Dave: Normally at a time like this I'd ask you for advice, and you'd say something that would make no sense at all, but somehow it would all fit together. Like, I would tell you, "Sir, I have a problem," and you'd say, "Well, what is it?" and I'd say, "Well, sir, Lisa wants to have a baby, but she doesn't want to get married," and you'd say "Dave, why milk the cow when you have a fridge full of steaks?" And I'd say, "Sir, that makes no sense," and you'd say, "Well, it sure made sense when that guy Chuck Connors said it in that movie Chinatown," and I'd say, "Sir, Chuck Connors wasn't in Chinatown," and you'd say, "Dave, if I wanted to have this conversation I'd have hired that guy Siskel Ebert to do your job," and I'd say, "Sir, Siskel and Ebert are two people," and you'd say, "Dave, just because the man is fat is no reason to make fun of him."
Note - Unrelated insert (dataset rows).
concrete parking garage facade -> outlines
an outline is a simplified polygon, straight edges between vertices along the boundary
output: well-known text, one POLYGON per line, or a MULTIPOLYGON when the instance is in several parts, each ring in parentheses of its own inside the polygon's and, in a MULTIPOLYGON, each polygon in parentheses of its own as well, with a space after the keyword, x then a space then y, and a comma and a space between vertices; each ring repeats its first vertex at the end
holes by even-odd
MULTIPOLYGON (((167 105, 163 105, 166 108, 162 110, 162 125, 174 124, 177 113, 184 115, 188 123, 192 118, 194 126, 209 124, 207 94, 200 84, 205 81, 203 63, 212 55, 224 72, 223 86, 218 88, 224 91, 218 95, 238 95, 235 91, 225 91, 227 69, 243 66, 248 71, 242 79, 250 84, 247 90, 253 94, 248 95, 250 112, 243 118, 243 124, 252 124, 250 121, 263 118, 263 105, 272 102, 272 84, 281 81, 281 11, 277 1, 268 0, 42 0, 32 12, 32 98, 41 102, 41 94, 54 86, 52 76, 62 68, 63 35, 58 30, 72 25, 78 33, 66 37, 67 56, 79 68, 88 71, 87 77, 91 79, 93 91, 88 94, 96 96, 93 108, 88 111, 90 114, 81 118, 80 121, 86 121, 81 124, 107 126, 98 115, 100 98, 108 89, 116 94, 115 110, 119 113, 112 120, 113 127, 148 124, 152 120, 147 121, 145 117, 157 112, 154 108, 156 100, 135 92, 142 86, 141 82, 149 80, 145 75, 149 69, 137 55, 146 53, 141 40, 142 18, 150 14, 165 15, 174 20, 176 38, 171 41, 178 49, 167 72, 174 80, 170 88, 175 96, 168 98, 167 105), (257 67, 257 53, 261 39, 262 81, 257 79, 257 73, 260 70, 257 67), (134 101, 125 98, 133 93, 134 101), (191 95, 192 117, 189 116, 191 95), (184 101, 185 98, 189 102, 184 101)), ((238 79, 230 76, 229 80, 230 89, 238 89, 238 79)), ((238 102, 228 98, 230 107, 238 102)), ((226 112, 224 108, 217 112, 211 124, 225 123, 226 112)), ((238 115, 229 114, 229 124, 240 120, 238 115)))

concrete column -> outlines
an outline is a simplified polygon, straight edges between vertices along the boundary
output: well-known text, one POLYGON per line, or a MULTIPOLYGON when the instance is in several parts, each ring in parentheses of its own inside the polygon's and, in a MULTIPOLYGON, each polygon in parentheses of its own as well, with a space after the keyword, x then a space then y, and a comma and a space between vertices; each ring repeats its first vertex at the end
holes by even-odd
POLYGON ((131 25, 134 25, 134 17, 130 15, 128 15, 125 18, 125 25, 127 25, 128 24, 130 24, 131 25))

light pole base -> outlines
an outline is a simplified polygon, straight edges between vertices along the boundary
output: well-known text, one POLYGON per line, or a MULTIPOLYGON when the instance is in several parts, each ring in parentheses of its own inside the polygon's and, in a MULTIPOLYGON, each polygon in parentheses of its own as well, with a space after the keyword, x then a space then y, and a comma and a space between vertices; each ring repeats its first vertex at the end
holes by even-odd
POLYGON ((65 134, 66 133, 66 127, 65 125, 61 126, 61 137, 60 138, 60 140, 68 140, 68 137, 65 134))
Lisa: Just because you end a relationship with somebody doesn't mean you cut them out of your life.
Dave: Oh really? Isn't that actually the definition of ending a relationship??
Beth: My mother always said I had a pretty singing voice
Bill: Well, my mother made me wear a dress until I was 9. They make mistakes.
[Beth finds out that Dave and Lisa made out]
Beth: Dave, there is no avoiding it. When you make out with a co-worker, you have an ugly scene in the office and then the next thing you know, I am at home crying my eyes out because I'm afraid to come into work the next morning!
Dave: We're not talking about me anymore, are we?
Beth: No we're not, Dave, we're talking about me now.
Dave: You and, uh...
Beth: The Fed-Ex guy.
Dave: We don't use Fed-Ex.
Beth: Not anymore.
[Catherine interviews Tom P. Baxter, "business visionary"]
Catherine: I realize no one can actually predict the future, but I understand you have a unique insight into where we might be headed as we approach the turn of the century.
Tom: Yeah I do. As I see it Catherine, the future of business, well the future of this country in fact is... computers.
Catherine: Computers. Okay, would you care to elaborate on that?
Tom: Oh, you bet! I think computers are great! You can keep records on them, play games, they're, well they're like magic.
Tom: I mean I don't have one yet. But I'm gonna get one, you better believe that.
Catherine: What exactly do you do for a living Tom?
Tom: Well I'm between things right now, but all that's gonna change just as soon as I get a computer!
Bill: What's interesting about radio?
Dave: Well I think it's a fascinating medium.
Bill: You're from Wisconsin. Artificial light is fascinating to you....
Bill: They're an acquired taste. Like a good wine or cheese, a sandwich needs to be properly aged. In the olden day, a country squire would age his pheasants for weeks before they were deemed fit for consumption.
Lisa: In the olden days, people used to die of ptomaine poisoning and blamed it on ghosts.
Bill: All this talk about aged lunch meat and ghosts has made me peckish. I'll be at the sandwich machine if I'm needed.
Dave: Wait a minute, Joe. If what you're saying is true, then I still don't care.